Zu dieser Selbstfindung kommt Unvernunft. Meist viel zu viel erwartend, von der Strecke und von sich selbst. Meist zu schnell beginnend, dann einbrechend: quälende Schritte und schmerzverzerrte Gesichter auf den letzten Kilometern. Der Schriftsteller Günter Herburger deutet das Massenphänomen Marathon der heutigen Zeit so: „Der Mensch ist Fortbeweger.“ Viele übernähmen sich, „aber genau das wollen sie, in ein Nichts hineinlaufen“.

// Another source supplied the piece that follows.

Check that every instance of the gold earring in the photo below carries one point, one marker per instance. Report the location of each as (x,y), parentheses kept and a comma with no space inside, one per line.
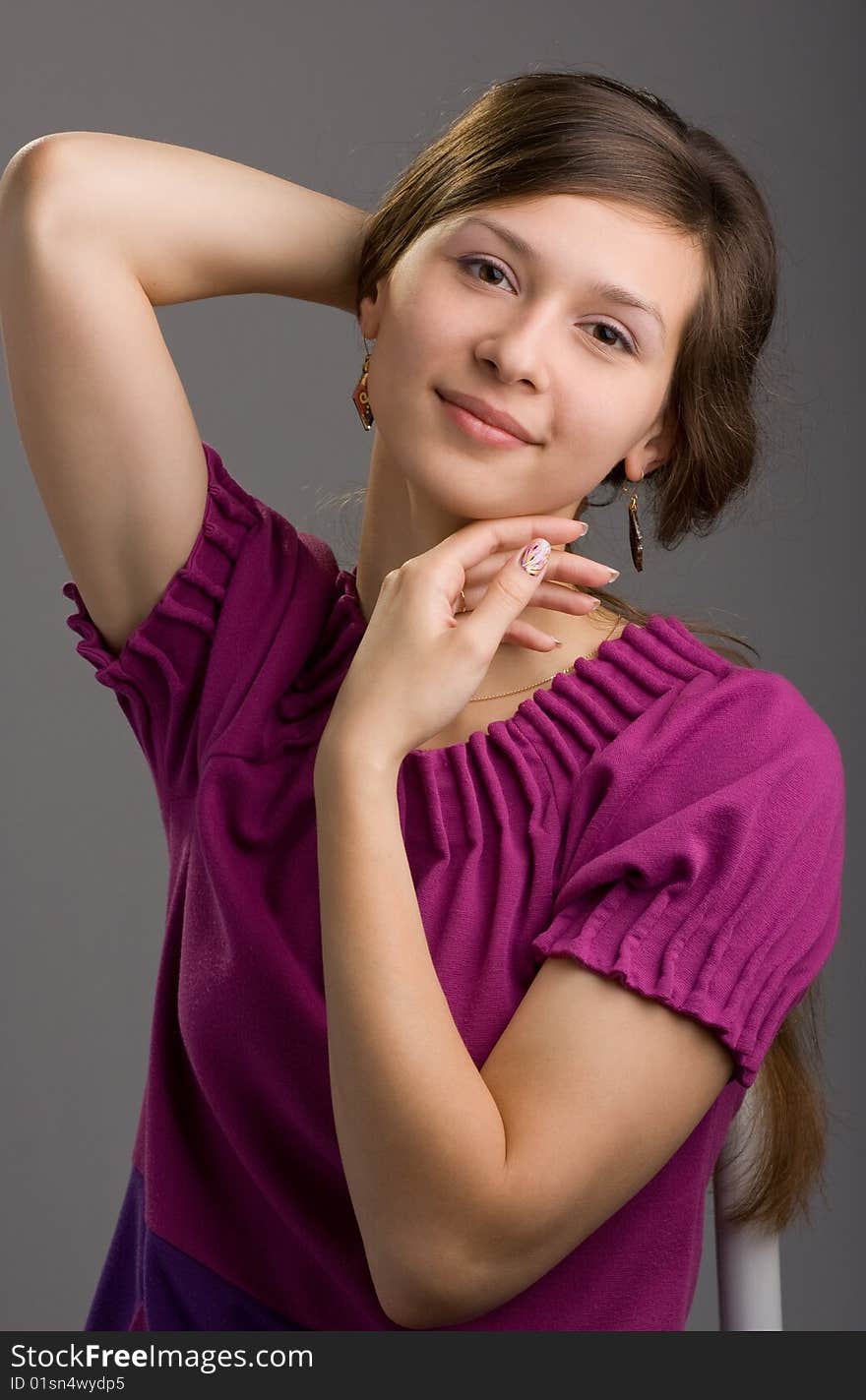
(362,397)
(635,535)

Paralympics 2004 in Athen. Mit dem siebten Platz in der Medaillenwertung war die deutsche Mannschaft überaus erfolgreich. Im Vergleich zu den Spielen in Sydney mit 16-mal Gold kam die deutsche Auswahl diesmal auf 19. Der Bundeskanzler war da, wenn auch nur kurz, und mit ihm eine größere Presseaufmerksamkeit. Dies braucht der Behindertensport, nicht nur um Sponsoren für die Förderung von Spitzensport anzulocken, sondern vor allem um Zeichen zu setzen, Integrationsprobleme in der Gesellschaft aufzuzeigen, andere Menschen mit ähnlichen Schicksalen zu motivieren. Einzelschicksale, die alle betreffen, die jeden treffen können. Behinderungen von Geburt an, durch Unfälle oder Krieg. Auf den Kopf gestellte Lebensläufe.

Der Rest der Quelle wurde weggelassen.